Now we are approaching the close of an administration that has again brought the economy back to global recognition, doggedly pursued a campaign against corruption, and brought renewed hope that the Philippines may at last be truly on track toward progress and prosperity. But then came Mamasapano.

So much has been written and said about this incident that I prefer to only reiterate here the hope of many: that we will collectively find our way toward justice and peace. It will neither be easy nor quick, particularly under a prevailing mood of mistrust. When trust is broken, it would take a herculean effort to restore. The government can rebuild this trust by proceeding on a more forthright and transparent conduct vis-à-vis the incident and its investigation. Any temptation toward obfuscation and squid tactics must be avoided. On the other hand, the Moro Islamic Liberation Front has to do its part to continue to foster an image of trustworthiness by, at the very least, appearing to be answerable to the Philippines as much as, if not more than, Malaysia, and more strongly signaling its common bond with the rest of the populace as Filipinos rather than their separate identity as Bangsamoros.

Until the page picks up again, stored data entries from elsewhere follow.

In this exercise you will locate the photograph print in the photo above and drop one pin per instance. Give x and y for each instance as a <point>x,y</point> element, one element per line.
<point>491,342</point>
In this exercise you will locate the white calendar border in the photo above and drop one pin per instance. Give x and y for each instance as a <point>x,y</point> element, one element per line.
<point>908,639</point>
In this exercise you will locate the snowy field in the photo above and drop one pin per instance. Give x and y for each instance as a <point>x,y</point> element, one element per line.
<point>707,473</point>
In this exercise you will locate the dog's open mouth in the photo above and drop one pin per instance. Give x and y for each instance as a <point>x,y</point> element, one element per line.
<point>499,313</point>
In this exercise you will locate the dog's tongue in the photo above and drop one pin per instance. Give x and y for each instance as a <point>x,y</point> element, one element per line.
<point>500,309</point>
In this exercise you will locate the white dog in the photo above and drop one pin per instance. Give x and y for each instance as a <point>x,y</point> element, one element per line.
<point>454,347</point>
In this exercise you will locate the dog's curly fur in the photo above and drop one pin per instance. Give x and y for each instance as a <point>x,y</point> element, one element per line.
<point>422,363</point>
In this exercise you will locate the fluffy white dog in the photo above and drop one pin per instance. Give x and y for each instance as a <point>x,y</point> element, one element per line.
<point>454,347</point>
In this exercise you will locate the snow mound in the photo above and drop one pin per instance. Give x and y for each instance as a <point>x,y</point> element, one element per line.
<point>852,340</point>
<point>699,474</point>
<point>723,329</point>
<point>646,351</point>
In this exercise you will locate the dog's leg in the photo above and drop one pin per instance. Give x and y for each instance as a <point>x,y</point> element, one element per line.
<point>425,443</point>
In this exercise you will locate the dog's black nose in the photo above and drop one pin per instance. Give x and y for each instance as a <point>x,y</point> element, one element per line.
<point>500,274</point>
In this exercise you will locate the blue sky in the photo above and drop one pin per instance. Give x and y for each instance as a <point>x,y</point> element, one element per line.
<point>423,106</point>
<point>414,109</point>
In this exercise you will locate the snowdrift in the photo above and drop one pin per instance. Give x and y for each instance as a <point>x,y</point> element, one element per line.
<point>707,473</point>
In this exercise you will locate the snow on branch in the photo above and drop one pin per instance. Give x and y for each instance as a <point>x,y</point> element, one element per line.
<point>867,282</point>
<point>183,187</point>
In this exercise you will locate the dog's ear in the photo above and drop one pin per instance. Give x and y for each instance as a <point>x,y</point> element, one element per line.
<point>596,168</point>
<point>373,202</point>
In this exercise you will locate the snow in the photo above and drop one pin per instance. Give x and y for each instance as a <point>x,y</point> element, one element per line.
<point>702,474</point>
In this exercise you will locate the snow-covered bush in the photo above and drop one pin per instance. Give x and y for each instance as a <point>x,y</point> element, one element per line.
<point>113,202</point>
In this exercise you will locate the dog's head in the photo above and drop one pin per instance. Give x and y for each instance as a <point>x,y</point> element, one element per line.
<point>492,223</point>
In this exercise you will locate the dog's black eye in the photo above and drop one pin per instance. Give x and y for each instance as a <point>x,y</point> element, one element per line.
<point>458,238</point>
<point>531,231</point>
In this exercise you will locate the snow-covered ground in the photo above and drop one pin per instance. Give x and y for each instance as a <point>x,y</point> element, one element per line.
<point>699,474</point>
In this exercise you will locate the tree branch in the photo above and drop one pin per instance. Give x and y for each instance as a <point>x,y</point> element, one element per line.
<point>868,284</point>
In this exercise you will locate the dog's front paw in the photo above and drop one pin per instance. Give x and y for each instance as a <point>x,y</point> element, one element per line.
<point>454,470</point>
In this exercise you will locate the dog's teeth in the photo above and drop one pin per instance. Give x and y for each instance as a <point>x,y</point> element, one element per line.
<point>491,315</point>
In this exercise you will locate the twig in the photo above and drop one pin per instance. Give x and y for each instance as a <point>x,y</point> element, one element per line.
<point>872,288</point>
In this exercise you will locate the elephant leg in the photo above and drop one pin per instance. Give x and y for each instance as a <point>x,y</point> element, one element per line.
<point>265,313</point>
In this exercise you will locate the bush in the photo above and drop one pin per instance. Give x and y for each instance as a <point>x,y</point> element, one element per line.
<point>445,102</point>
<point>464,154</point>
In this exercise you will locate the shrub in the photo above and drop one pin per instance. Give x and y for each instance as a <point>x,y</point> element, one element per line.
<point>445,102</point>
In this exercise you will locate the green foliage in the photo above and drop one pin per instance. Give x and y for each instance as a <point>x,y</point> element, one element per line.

This is a complex and delicate situation that has dented the credibility of the Aquino administration at a time when things were looking upbeat and the economy was riding high. It has, among other things, raised the question of whether the administration can still achieve enough milestones in the remaining year of its incumbency (or, more realistically, six months, in view of the imminent political campaign period for the 2016 elections). Perhaps it can, but it has to make decisions quickly and exercise firm political will; simultaneously, it has to place the Mamasapano incident in the proper context of transparency and objectivity that perhaps only the appointment of an investigative commission composed of truly independent-minded and unassailable persons can provide.

If the administration does these, then it can have the political room to turn enough of its attention to three groupings that, I suggest, are “must do” items on its legacy list: infrastructure, key sectors and legislative priorities.

On infrastructure, these would be:

  • Avoiding a serious breakdown in power supply in the summer months that would be annoying in itself but would also raise uneasy questions about competence and may be the most untimely signal to send to a global investment community that now looks favorably on the Philippines.
  • Coming up with even a partial solution to the urban traffic mess. Nearly-standstill traffic day after day is not the best face to present to the world to reflect our coming of age and attractiveness as a headquarters hub for an Asean region on the cusp of closer economic cooperation.
  • Reaching a sensible decision on what I have described as a “no-brainer”—relocating our international gateway airport. I still maintain that a move to Clark offers the quickest and least-cost solution.

Regarding key sectors, these would be agriculture and mining. The starting point for an agro-industry boom for our country is an overhaul of our ineffective and detrimental land reform system that has neither helped our farmers nor made our agricultural sector more productive. As for mining, it only takes common sense and political will to make the important decision to once and for all specifically and geographically identify those areas open for mining and those to be mainly preserved for environmental protection and ecotourism.

In terms of legislative priorities, the passage of the proposed competition law, freedom of information act, and incentives reform act would be milestones in promoting the level playing field and bona fide democratic context within which private-sector initiative can flourish. Hopefully, amendments to constitutional provisions that curtail foreign investments would move beyond first base.

Clearly, these may not be easy to pull off in a year, much less in six months. Should one then be pessimistic? Perhaps, cautiously so, but I think there’s more than enough going for the Philippines at this juncture for optimistic hope to spring, even if all the foregoing would not be fully realized.

Roberto F. de Ocampo, OBE, is a former finance secretary and was Finance Minister of the Year in 1995, 1996 and 1997.